Nothing epitomizes this more than Beyonce’s following. She is idealized, loved, worshipped, yet constantly under fire for acts that don’t adhere to the ‘icon’ status she’s been forced into. Yes, Beyonce is a feminist. But if we’re going to have an existential crises every time she’s accused of photoshopping herself is she really the leader we’ve been looking for?
I’ve read similar remarks about J-LAW: a celebrity who tries to break through the rigid boundaries of what is considered attractive in popular culture. Lawrence refused to lose weight for her role in The Hunger Games. She wanted her character to look strong and healthy, not merely thin, and this won her huge respect from women around the world.
But does this act mean she’s an icon? That we should invest in her emotionally, and become disappointed when she lets us down?
Jamila Rizvi, editor-in-chief at Mamamia, recently wrote about her disappointment in Amal Alamuddin for taking George Clooney’s last name. Rizvi obviously looks up to Alamuddin, and no wonder. The woman is a lawyer, human rights advocate and international refugee. However, Rizvi was saddened to think that Alamuddin would allow herself ‘to be defined by her husband and his name.’

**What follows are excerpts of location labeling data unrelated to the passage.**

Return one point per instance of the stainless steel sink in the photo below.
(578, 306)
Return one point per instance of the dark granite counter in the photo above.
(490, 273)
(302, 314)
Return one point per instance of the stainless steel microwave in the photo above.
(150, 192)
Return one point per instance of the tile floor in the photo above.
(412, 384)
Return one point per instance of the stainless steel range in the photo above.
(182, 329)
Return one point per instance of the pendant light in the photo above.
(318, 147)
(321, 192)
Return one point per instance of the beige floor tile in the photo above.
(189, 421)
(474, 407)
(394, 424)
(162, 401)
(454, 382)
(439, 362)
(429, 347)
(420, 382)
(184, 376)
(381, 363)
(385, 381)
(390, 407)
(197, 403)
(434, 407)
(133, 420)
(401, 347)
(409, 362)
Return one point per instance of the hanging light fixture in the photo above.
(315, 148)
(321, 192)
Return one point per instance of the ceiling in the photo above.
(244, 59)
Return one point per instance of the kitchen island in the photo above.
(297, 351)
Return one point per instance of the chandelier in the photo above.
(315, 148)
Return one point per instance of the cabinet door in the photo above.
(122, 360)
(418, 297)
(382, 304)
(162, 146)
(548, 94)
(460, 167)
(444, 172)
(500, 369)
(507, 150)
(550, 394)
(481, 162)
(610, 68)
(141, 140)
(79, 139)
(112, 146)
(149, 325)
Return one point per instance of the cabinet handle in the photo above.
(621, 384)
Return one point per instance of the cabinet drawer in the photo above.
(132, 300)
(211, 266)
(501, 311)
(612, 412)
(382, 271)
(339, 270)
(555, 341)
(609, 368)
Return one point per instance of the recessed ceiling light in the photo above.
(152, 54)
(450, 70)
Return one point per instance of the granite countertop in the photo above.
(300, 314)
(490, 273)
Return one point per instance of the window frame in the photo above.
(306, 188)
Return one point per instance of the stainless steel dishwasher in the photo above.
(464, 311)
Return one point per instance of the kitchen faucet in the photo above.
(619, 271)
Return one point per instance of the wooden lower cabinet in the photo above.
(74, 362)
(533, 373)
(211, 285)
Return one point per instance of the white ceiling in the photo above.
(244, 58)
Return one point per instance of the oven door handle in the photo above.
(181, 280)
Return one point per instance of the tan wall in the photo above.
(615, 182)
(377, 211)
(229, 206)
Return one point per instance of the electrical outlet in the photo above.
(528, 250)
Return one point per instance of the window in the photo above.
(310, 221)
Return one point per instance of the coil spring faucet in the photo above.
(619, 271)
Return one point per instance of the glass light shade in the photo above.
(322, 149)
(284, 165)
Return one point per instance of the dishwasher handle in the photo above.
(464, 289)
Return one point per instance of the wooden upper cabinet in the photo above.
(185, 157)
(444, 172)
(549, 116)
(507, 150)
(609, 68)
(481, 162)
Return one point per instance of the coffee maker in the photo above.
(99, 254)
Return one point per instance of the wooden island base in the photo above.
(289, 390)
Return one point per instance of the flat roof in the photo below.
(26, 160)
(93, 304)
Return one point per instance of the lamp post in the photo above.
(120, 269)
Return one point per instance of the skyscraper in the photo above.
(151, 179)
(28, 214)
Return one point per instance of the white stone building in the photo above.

Now, whether or not taking your partner’s name is defining yourself through them is a completely different issue. In fact, it’s so entirely subjective it’s ridiculous. But Rizvi seemed to think that as a fellow justice fighter, Alamuddin should subscribe to the very same strain of feminism as she does.
It’s the same as J-LAW’s nude photo leak (which I covered here) and the plethora of issues the public has had with Beyonce. We raise them up – inspired by a sense of comradeship – only to tear them down for a decision we don’t agree with.
The fact is these women aren’t going to meet all our expectations. Yes, they embrace feminism and work towards a higher goal, but we can’t continue investing all our hopes and dreams in them. Feminism, justice, ethics – it’s all subjective once it gets to a certain level. Alamuddin obviously felt differently to Rizvi about changing her last name, and that’s totally okay.
I’d really like to stop seeing articles about outraged and disappointed fans. I mean, really, these women didn’t ask for expectations they may not be able to – or want to – meet. By all means bask in the wonderment of a great feminist celebrity, just accept that they’re not you, and your beliefs most likely aren’t going to be completely aligned. We all have our own brand of feminism – perfectly tweaked for ourselves – and that’s totally okay.